SMARTMINER:  A DEPTH FIRST ALGORITHM GUIDED BY TAIL INFORMATION FOR MINING MAXIMAL FREQUENT ITEMSETS
UCLA Technology Available For Licensing

Researchers in the UCLA Department of Computer Science have developed and reduced to practice an algorithm to find maximal frequent itemsets (MFI) for large datasets using tail information to augment dynamic reordering. This algorithm is faster than competing products by an order of magnitude.

This invention can be implemented as a data analyzing tool that can be bonded with database products (Sql2000, DB2, Oracle, etc.) or data processing software (SAS, Matlab, etc). It can be used to extract frequent patterns in real time for analyzing large datasets like genome data and medical data.

BACKGROUND:  There are three approaches for generating frequent itemsets (FI). The first is the candidate set generate-and-test approach. Most previous algorithms belong to this group. The second is a sampling approach. This reduces computation complexity but the result is incomplete. The third is a data transformation approach. The FP-tree method and the pattern decomposition algorithm (PDA) are examples of this approach. They both greatly reduce the original dataset and also do not need to generate candidate sets.

Generating FI, however, becomes infeasible if the frequent patterns are long because of the exponential number of frequent itemsets. Algorithms mining frequent closed itemsets (FCI) can have the same problem. Therefore, researchers turn to finding maximal frequent itemsets (MFI). A MFI is a frequent itemset that is not a subset of any other frequent itemset. Given a set of MFI, it is easy to analyze many properties of the dataset.
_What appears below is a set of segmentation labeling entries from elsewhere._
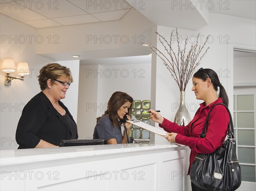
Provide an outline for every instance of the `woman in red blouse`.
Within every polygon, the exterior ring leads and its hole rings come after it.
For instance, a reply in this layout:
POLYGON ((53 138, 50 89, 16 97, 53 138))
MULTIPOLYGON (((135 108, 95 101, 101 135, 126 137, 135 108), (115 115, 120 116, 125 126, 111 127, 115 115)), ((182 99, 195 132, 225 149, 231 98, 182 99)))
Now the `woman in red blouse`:
MULTIPOLYGON (((212 153, 222 145, 228 131, 230 120, 225 107, 216 105, 211 113, 205 138, 199 137, 211 108, 218 103, 223 103, 228 106, 228 98, 217 74, 211 69, 201 68, 194 74, 192 82, 192 91, 195 92, 196 99, 204 102, 200 104, 194 118, 187 125, 178 125, 164 118, 155 111, 150 110, 150 118, 169 132, 167 133, 168 136, 166 139, 169 142, 188 146, 191 149, 188 174, 197 153, 212 153), (218 87, 218 95, 217 92, 218 87)), ((192 182, 191 185, 192 191, 204 190, 192 182)))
INNOVATION:  The SmartMiner algorithm finds exact maximal frequent itemsets for large datasets. The SmartMiner algorithm first uses global and local tail information to augment dynamic reordering to reduce the search tree. Second, the passing of tail information eliminates the need of known MFI for superset checking. Finally, SmartMiner also reduces the number of support counting for determining the frequency of tail items and thus greatly saves counting time.

DEVELOPMENT TO DATE:  Empirical testing shows that compared with Mafia and GenMax, SmartMiner generates a much smaller search tree, requires a smaller number of support counting, and does not require superset checking. Using the datasets Mushroom and Connect, experimental study reveals that SmartMiner generates the same MFI as Mafia and GenMax, but yields an order of magnitude improvement in speed.

Reference: UCLA Case No. 2003-390

For additional technical details and current licensing
availability, please contact the following UCLA office:

UCLA Office of Intellectual Property
11000 Kinross Avenue, Suite #200
Los Angeles, CA 90095-7231
Tel: 310-794-0558 Fax: 310-794-0638
email: ncd@research.ucla.edu
NCD URL:   http://www.research.ucla.edu/tech/ucla03-390.htm

Lead Inventor: Wesley Chu

UCLA Technologies Available for Licensing
http://www.research.ucla.edu/tech

Copyright © 2003 The Regents of the University of California.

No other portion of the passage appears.